Niente a che vedere con le cavalcate dei siti Internet, nuovi ad ogni istante. Se poi la fruizione dei contenuti è lenta o, peggio ancora, "crasha" per qualche difetto della App come è successo nelle prime settimane di vita del Daily, ecco allora la testata guadagnare una patente di inaffidabilità assai scomoda. Certi errori tecnici, d'altra parte, non si giustificano quando l'investimento iniziale nel giornale è di 30 milioni di dollari (cifra eccessiva per l'editoria digitale dove le funzioni tecniche sono realizzate ormai a prezzi di saldo). Anche il numero dei dipendenti è medio-alto.

The Daily parte nel 2010 con 170 "teste" quando poi ad agosto 2012 la prima ristrutturazione ne manda a casa 50. E ancora. Per abbonarsi a The Daily, il lettore deve scaricare la App sul proprio iPad. Per questo banale servizio, Apple trattiene il 30% del prezzo dell'abbonamento. Una enormità. Murdoch ha provato a divincolarsi da questo abbraccio mortale portando il quotidiano su altri supporti: alcuni tablet con sistema Android (come i Galaxy Samsung) e il Kindle Fire della Amazon.

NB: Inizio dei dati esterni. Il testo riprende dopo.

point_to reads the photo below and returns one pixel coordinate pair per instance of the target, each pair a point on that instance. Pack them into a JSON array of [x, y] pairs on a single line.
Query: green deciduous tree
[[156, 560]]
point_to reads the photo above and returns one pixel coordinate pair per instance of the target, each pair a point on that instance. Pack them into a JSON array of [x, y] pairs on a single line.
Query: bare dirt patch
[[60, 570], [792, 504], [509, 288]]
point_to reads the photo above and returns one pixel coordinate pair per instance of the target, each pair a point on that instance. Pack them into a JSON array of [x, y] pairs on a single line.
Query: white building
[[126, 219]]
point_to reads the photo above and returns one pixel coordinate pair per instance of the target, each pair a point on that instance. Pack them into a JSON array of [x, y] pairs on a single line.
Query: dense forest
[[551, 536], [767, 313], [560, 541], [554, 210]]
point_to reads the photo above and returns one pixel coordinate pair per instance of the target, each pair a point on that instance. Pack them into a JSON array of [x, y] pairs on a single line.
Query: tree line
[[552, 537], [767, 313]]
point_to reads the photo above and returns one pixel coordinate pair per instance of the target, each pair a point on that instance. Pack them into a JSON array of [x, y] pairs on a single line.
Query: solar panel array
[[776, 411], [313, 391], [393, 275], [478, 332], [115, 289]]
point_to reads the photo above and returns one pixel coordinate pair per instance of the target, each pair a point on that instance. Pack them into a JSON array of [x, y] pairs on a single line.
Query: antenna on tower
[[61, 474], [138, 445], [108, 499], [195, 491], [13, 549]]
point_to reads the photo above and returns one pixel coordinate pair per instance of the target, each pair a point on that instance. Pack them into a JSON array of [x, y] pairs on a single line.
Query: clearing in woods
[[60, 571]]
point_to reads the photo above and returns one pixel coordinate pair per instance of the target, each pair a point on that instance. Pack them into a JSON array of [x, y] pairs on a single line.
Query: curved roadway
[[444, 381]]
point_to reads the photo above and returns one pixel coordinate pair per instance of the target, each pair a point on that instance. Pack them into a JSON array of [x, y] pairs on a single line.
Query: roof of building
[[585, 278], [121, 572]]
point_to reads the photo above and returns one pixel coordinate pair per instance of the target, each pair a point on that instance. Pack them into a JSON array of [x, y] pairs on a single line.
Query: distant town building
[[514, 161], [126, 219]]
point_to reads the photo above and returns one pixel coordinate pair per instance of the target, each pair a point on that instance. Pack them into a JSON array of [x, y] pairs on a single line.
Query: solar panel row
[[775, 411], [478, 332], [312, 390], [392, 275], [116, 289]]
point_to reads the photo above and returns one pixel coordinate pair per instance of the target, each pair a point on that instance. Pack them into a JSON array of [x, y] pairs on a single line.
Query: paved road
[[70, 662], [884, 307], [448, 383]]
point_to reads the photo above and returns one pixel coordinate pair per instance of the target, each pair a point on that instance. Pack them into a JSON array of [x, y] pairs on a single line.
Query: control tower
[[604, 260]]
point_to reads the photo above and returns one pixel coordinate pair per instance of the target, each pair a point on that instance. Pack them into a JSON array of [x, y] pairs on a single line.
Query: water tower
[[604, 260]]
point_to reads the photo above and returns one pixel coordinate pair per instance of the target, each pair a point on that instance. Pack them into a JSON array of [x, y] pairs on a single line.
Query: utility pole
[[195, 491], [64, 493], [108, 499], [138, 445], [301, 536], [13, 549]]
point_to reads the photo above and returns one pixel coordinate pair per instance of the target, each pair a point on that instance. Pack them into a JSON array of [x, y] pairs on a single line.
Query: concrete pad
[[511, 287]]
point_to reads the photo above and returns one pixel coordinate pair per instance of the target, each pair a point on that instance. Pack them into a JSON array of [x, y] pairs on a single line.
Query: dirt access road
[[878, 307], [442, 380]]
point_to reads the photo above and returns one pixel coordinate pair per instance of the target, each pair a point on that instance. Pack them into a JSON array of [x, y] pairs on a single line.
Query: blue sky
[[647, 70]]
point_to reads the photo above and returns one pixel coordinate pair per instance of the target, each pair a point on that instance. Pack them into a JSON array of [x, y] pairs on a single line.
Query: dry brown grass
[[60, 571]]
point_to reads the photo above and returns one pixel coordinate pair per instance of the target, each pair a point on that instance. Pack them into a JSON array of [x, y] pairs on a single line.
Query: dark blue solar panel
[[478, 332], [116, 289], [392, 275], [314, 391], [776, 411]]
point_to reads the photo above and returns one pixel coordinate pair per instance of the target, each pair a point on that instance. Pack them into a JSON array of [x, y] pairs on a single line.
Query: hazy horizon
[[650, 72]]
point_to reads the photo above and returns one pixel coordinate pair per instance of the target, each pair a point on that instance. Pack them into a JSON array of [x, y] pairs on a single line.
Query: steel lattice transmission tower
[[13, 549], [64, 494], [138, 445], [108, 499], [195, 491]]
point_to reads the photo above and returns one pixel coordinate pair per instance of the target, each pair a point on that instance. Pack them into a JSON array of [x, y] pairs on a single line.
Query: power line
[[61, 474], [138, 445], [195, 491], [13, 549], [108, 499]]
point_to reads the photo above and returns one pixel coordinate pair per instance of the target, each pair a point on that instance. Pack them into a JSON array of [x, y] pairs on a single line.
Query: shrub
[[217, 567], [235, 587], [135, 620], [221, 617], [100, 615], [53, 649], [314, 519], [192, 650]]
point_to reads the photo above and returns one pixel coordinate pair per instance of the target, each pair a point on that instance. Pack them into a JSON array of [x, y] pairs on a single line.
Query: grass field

I centomila clienti del Daily hanno pagato 99 centesimi alla settimana (per un abbonamento su iPad); 39,99 dollari l'anno sul Galaxy SIII; 19,99 l'anno per il Kindle Fire. Ma alla fine dei giochi quello che voleva essere il quotidiano di Superman ha smesso di volare. Sopra, Tom Mockridge ex manager di punta di NewsCorp A lato, la sede di Sky Italia a Roma. Nel riassetto del gruppo la pay tv italiana fa ora capo alla nuova sub holding per la tv Fox Group.


2 - ANCHE IMPRENDITORI MEDIORIENTALI E RUSSI INTERESSATI AL "FT". MANAGER IN USCITA
(ANSA) - Secondo indiscrezioni alcuni ricchi imprenditori medio orientali e russi avrebbero messo gli occhi sul quotidiano. Nonostante la sua incontrastata popolarita' e il marchio riconosciuto a livello mondiale, il Financial Times e' probabilmente in perdita: Pearson, la societa' a cui fa capo, non comunica i risultati disaggregati del gruppo e quindi l'andamento del quotidiano non e' ufficialmente noto. ma a fronte di una un'edizione cartacea che non viaggia con il vento in poppa, la formula online adottata dal Financial Times e' di grande successo. E da quando introdotta e' stata copiata.

La corsa al Financial Times e' scattata da quando, nelle scorse settimane, due manager del gruppo Pearson hanno annunciato la loro uscita. Fra questi Marjorie Scardino, l'amministratore delegato del gruppo, colei che aveva dichiarato: il Financial Times si vendera' solo passando sul mio cadavere. Scardino lascera' il 31 dicembre prossimo. Pochi mesi dopo a uscire sara' Rona Fairhead, numero uno del Financial Times. A sostituire Scardino sara' John Fallon che, gia' dalle prime dichiarazioni, ha lasciato intendere un cambiamento di rotta: e' un asset di ''valore'' che calza perfettamente con il gruppo Pearson, il cui ''portafoglio e' in costante cambiamento ed evoluzione''.


3 - RUSSIA: MEDIA, PROKHOROV INTERESSATO A QUOTIDIANO VEDOMOSTI
(ANSA) - L'oligarca russo Mikhail Prokhorov, sceso in politica lo scorso anno, potrebbe entrare nel quotidiano economico-finanziario Vedomosti, una delle principali voci critiche della stampa russa. Lo riferisce il quotidiano Kommersant, citando quattro fonti vicine al dossier.

Vedomosti è controllata in modo paritario da tre società straniere: la finlandese Sanoma Indipendent Media (che edita anche il Moscow Times), la società britannica Pearson (Financial Times) e News Corp, la holding di Rupert Murdoch che pubblica il Wall Street Journal. Onexim, la holding di Prokhorov, avrebbe proposto uno scambio di attivi a Sanoma, cedendogli Salon-Press (che pubblica magazine di decorazioni d'interni) in cambio della della quota in Vedomosti. Nessun commento finora dagli interessati.